Attention, nulle nostalgie ici, ce n’était pas mieux avant, mon pays était pauvre et dur, je ne le regrette pas, ce que je regrette c’est l’incapacité des décideurs de tous poils de sortir de leurs schémas anciens, le temps n’est plus aux quintaux ou aux hectos. Pour autant, les Verts, les écolos n’apportent rien au débat, la décroissance est une idée creuse, nous devons produire de la valeur. Ce n’est pas de gauche ça, mais c’est la réalité socio-économique de la France. Nous sommes dans une UE riche où nous exportons la majorité de nos produits. Nous n’avons pas vocation à nourrir le monde, l’Afrique tout particulièrement, nous l’avons appauvrie avec nos produits déversés sur ses marchés. L’exportation de céréales à l’Egypte, à l’Algérie, par exemple c’est vouloir jouer dans la cour des Grands, c’est une arme stratégique, pas de l’altruisme. Je m’arrête là, je suis chiant, je ferais mieux de déconner sur le vin qui pue produit par des chevelus qui vendanges en tongues, foulent le raisin pied nu, laissent partir leurs vins dans tous les sens. Le problème c’est qu’eux le vendent à la terre entière, même que certains on fait de leurs noms une marque. Mais où va la Révolution ma bonne dame et mon bon monsieur. Je signale que Macron et son Denormandie n’ont rien compris.

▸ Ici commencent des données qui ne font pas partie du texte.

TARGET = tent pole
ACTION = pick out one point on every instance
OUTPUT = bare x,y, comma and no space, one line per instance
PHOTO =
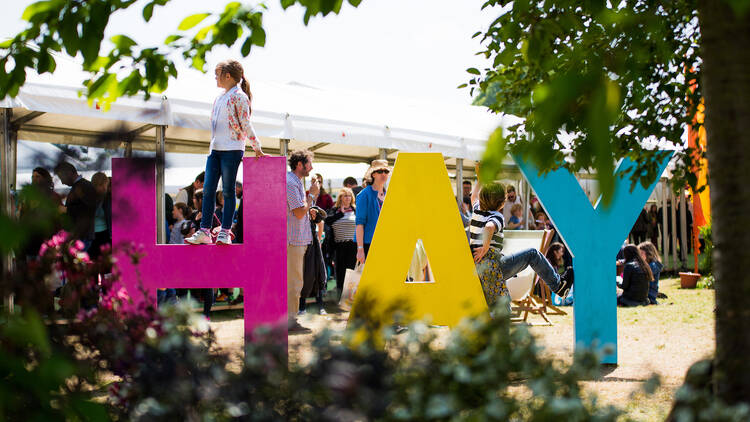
526,204
161,234
673,214
459,181
7,185
284,147
683,229
664,238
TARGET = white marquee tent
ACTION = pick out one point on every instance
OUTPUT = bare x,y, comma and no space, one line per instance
338,126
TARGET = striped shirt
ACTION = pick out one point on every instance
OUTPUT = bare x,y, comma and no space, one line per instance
298,232
344,228
479,219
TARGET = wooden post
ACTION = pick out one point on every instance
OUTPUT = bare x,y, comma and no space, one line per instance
161,159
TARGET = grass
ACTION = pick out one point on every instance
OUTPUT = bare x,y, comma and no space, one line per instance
663,340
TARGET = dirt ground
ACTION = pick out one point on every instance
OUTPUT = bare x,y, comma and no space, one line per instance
664,339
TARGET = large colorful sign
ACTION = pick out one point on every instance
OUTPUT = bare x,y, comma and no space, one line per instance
421,205
594,235
258,265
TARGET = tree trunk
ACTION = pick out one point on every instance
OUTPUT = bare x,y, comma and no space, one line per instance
726,87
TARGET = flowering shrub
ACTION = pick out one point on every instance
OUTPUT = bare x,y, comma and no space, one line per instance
165,367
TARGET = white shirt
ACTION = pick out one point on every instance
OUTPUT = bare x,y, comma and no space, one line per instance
221,136
220,139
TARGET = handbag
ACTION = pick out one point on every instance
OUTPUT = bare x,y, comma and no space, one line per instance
351,282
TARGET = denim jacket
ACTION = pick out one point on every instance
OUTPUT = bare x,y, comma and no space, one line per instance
368,211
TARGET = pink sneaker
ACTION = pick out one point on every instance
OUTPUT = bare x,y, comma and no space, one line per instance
199,238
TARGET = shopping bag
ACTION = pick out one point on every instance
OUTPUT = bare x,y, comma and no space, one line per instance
351,282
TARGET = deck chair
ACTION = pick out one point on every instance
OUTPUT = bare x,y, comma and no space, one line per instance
523,301
545,295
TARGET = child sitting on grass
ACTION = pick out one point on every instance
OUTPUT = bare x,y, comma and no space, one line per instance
650,254
486,241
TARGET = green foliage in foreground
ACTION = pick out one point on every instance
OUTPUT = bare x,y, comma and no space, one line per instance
166,367
77,29
593,82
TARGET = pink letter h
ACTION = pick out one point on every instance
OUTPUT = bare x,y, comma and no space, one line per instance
258,265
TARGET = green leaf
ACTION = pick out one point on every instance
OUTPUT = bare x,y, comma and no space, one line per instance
201,35
39,7
198,62
258,37
148,11
172,38
123,42
246,46
192,20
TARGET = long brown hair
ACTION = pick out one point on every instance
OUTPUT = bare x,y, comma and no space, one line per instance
235,70
652,255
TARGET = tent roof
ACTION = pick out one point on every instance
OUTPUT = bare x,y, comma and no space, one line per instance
338,126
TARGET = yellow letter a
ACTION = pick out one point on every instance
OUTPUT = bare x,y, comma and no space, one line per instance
420,205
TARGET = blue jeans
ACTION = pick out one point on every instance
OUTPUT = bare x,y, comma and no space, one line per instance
166,296
224,164
513,264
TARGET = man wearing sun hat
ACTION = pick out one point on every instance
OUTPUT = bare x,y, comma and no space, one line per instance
368,210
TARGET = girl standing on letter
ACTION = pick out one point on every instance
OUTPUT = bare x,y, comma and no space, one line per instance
230,130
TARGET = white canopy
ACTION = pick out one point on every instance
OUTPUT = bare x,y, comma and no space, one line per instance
338,126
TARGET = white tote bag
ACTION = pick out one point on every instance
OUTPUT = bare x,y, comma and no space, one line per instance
351,282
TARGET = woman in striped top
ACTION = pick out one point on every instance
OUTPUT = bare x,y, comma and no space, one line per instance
343,223
486,241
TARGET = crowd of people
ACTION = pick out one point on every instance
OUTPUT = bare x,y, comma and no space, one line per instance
327,236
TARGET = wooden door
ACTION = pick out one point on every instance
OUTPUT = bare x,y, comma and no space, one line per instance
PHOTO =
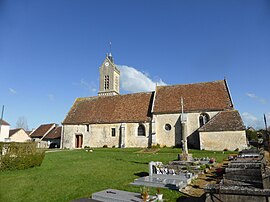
79,141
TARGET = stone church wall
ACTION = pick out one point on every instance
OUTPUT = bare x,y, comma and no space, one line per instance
174,136
101,134
218,141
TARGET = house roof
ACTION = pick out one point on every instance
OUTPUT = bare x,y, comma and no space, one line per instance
224,121
111,109
207,96
42,130
13,131
54,134
3,122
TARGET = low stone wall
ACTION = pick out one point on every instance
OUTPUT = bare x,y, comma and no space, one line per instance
236,193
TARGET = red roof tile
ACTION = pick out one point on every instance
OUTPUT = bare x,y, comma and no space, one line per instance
54,134
42,130
111,109
3,122
224,121
208,96
13,131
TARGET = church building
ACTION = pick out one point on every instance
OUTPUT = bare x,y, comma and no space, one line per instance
200,115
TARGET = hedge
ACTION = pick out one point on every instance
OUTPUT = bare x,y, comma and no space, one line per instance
17,156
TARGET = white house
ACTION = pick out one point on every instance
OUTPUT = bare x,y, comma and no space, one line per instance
4,131
18,135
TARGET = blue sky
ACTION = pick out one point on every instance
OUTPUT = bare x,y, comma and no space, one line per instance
50,51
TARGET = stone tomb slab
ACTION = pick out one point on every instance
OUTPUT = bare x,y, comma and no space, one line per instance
113,195
161,181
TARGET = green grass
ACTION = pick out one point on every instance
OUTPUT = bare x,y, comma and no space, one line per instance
68,175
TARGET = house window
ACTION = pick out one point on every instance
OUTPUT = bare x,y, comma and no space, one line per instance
113,132
106,82
141,130
203,119
167,127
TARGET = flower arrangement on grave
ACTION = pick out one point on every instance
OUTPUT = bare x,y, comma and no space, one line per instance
159,194
145,193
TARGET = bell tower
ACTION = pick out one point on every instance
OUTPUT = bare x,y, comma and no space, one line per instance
109,77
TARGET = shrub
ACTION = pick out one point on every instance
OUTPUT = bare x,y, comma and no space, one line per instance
18,156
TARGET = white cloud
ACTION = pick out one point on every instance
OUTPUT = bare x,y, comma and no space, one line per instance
134,81
12,91
51,97
85,85
255,97
254,121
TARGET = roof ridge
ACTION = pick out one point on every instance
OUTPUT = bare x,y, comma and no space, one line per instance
121,95
205,82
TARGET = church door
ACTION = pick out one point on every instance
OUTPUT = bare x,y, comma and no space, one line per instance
78,141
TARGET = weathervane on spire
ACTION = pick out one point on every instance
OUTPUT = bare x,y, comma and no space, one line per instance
110,53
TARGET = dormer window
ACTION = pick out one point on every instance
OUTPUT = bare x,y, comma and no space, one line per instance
203,119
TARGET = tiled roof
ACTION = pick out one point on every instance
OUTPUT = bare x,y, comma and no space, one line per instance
13,131
224,121
111,109
54,134
42,130
3,122
208,96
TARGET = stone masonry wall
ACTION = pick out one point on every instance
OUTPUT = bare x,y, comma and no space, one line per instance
219,141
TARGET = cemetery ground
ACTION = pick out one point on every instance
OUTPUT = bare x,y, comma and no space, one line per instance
68,175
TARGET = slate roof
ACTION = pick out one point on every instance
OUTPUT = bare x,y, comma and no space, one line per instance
111,109
41,130
3,122
224,121
54,134
207,96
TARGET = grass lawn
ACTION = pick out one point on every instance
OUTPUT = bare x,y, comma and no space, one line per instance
68,175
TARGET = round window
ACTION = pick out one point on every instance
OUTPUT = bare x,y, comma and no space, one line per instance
168,127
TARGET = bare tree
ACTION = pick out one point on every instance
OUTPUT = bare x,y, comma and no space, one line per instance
22,123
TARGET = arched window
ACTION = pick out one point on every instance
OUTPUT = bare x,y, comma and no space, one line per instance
203,119
141,130
106,82
167,127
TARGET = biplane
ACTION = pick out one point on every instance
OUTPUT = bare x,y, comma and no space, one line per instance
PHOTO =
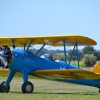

LOUIS TOFFOLI (1907-1999) Paysanne de Vendée Huile sur toile.
Bref, adieu les bœufs, les chemins creux, les poulets picorant dans l’aire, les poules pondant dans les buissons, le bon beurre, le bon pain, le silence, le temps est venue des belles récoltes boostées aux engrais NPK, des vaches pissant le lait en bouffant du soja US, de l’ensilage maïs qui pue tout comme leurs bouses …
Mon seul regret de ce temps-là ce sont les échaliers
ÉCHALIER, subst. masc.
A.−
1. Usuel. Échelle rustique placée contre une haie pour permettre de la franchir.
« Nous partions en bande, le matin, à travers les prés et les pâtureaux, par les traquettes, par les échaliers, par les traînes, et nous revenions, le soir, par où il plaisait à Dieu »
George Sand, Maîtres sonneurs,1853
2. « Escalier formé de traverses de bois et pratiqué dans une haie » (Académie 1932).
B.− Clôture.
1. Clôture faite généralement de branches d'arbre entrelacées pour empêcher les bestiaux de s'échapper. Franchir, sauter l'échalier.
« Il eût été bien difficile de le rejoindre quand, par-dessus les échaliers, il était passé d'un champ à un autre »
Châteaubriant, Lourdines, 1911,
2. P. méton. « Partie d'une clôture qui peut s'ouvrir ou se déplacer » (Académie. 1932).
« L'angélus tinta; la volée de l'oraison n'était pas encore éteinte quand ma mère poussa la porte (...) Quand j'entendis l'échalier retomber en grinçant, je me levai dans les ajoncs.